I love stupid stuff like this — a prank phone call pulled on a Christian TV show.
I don’t know why I find it so funny, but I do.
Little did you know that there are a series of these videos where they do different TV show email pranks to these people and they fall for it every time. This one is one of the best though.
The Fresh Prince of Bel-Air’s theme song really does work for this perfectly. The lady on this Christian TV show seems like she really cares about Will.
I love how the dude corrects her and all seems solved and then she says to keep Uncle Phil and cousin Carlton in our prayers.
Perfect ending to a perfectly executed prank on a Christian TV show.
For those that might have forgotten, here are the lyrics to the theme song for “The Fresh Prince of Bel Air.”

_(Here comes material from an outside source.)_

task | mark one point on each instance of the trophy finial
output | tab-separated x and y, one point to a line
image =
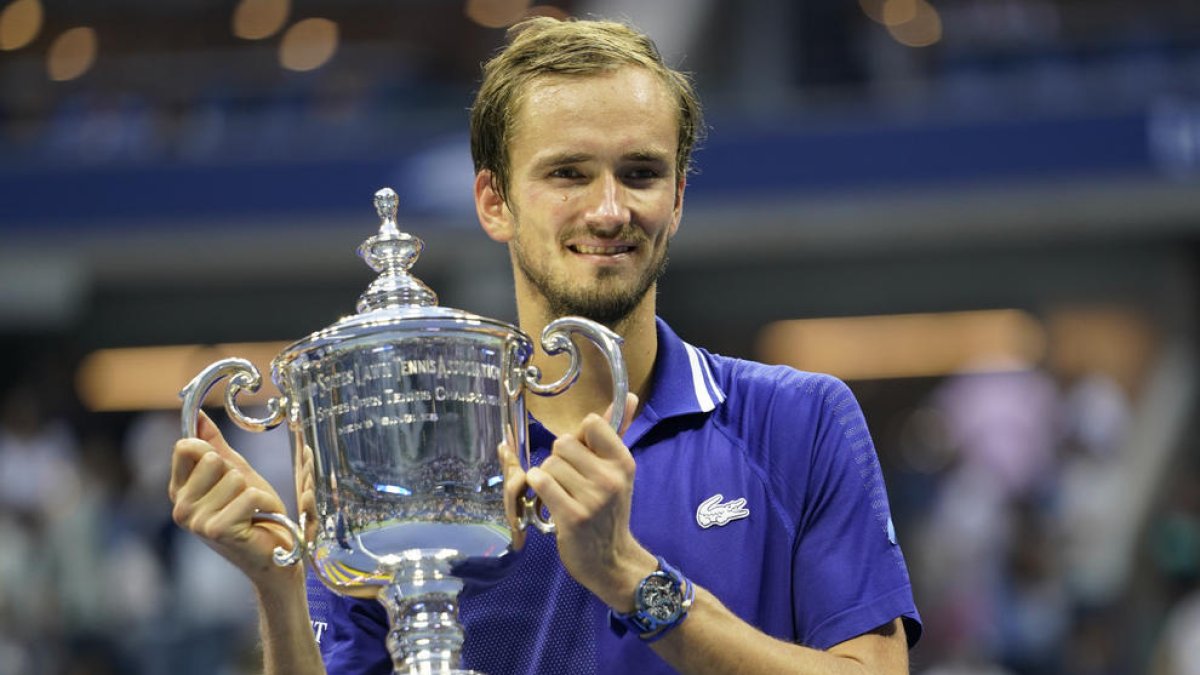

“Now, this is a story all about how
My life got flipped-turned upside down
And I’d like to take a minute
Just sit right there
I’ll tell you how I became the prince of a town called Bel Air
In west Philadelphia born and raised
On the playground was where I spent most of my days
Chillin’ out maxin’ relaxin’ all cool
And all shootin some b-ball outside of the school
When a couple of guys who were up to no good
Started making trouble in my neighborhood
I got in one little fight and my mom got scared
She said ‘You’re movin’ with your auntie and uncle in Bel Air’
I begged and pleaded with her day after day
But she packed my suit case and sent me on my way
She gave me a kiss and then she gave me my ticket.
I put my Walkman on and said, ‘I might as well kick it’.
First class, yo this is bad
Drinking orange juice out of a champagne glass.
Is this what the people of Bel-Air living like?
Hmmmmm this might be alright.
But wait I hear they’re prissy, bourgeois, all that
Is this the type of place that they just send this cool cat?
I don’t think so
I’ll see when I get there
I hope they’re prepared for the prince of Bel-Air
Well, the plane landed and when I came out
There was a dude who looked like a cop standing there with my name out
I ain’t trying to get arrested yet
I just got here
I sprang with the quickness like lightning, disappeared
I whistled for a cab and when it came near
The license plate said fresh and it had dice in the mirror
If anything I could say that this cab was rare
But I thought ‘Nah, forget it’ – ‘Yo, home to Bel Air’
I pulled up to the house about 7 or 8
And I yelled to the cabbie ‘Yo home smell ya later’
I looked at my kingdom
I was finally there
To sit on my throne as the Prince of Bel Air!”